Baanah the son of Hushai, probably the faithful friend and wise counsellor of David (2Sa 15:32., 1Ki 17:5.), was in Asher and בְּעָלֹות, a name quite unknown. If בּ forms part of the word (Baaloth, according to the lxx, Vulg., Syr., and Arab.), we must take it as a district, since the preposition בּ would necessarily have been repeated if a district (Asher) had been connected with a town (Baaloth). In any case, it is not the city of Baaloth in the Negeb of Judah (Jos 15:24) that is intended.

1Ki 4:17

Jehoshaphat the son of Paruach, in Issachar; i.e., over the whole of the territory of that tribe in the plain of Jezreel, with the exception of the cities of Taanach, Megiddo, and Bethshean, which were in the southern portion of it, and were allotted to the Manassites, and, according to 1Ki 4:12, were put under the care of Baanah; and not merely in the northern part of Issachar, “with the exception of the plain of Jezreel,” as Thenius erroneously maintains.
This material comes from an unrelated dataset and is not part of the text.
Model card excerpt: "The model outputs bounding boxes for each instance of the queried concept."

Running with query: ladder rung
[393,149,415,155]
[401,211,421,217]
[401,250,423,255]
Zebulun may possibly have also formed part of his district, if not entirely, yet in its southern portion, provided that the northern portion was assigned to Ahimaaz in Naphtali, since Zebulun had no prefect of its own.

1Ki 4:18

Shimei the son of Elah, possibly the one mentioned in 1Ki 1:8, in Benjamin.

1Ki 4:19

Geber the son of Uri, in the land of Gilead, i.e., as the apposition “the land of Sihon ... and of Og...” clearly shows, the whole of the Israelitish land on the east of the Jordan, as in Deu 34:1; Jdg 20:1, etc., with the simple exception of the districts placed under Bengeber and Ahinadab (1Ki 4:13 and 1Ki 4:14). אֶחָד נְצִיב, “one president was it who (was) in the land (of Gilead).” נְצִיב cannot signify a military post or a garrison here, as in 1Sa 10:5; 1Sa 13:3, etc., but is equivalent to נִצָּב, the president (1Ki 4:7). The meaning is, that notwithstanding the great extent of this district, it had only one prefect.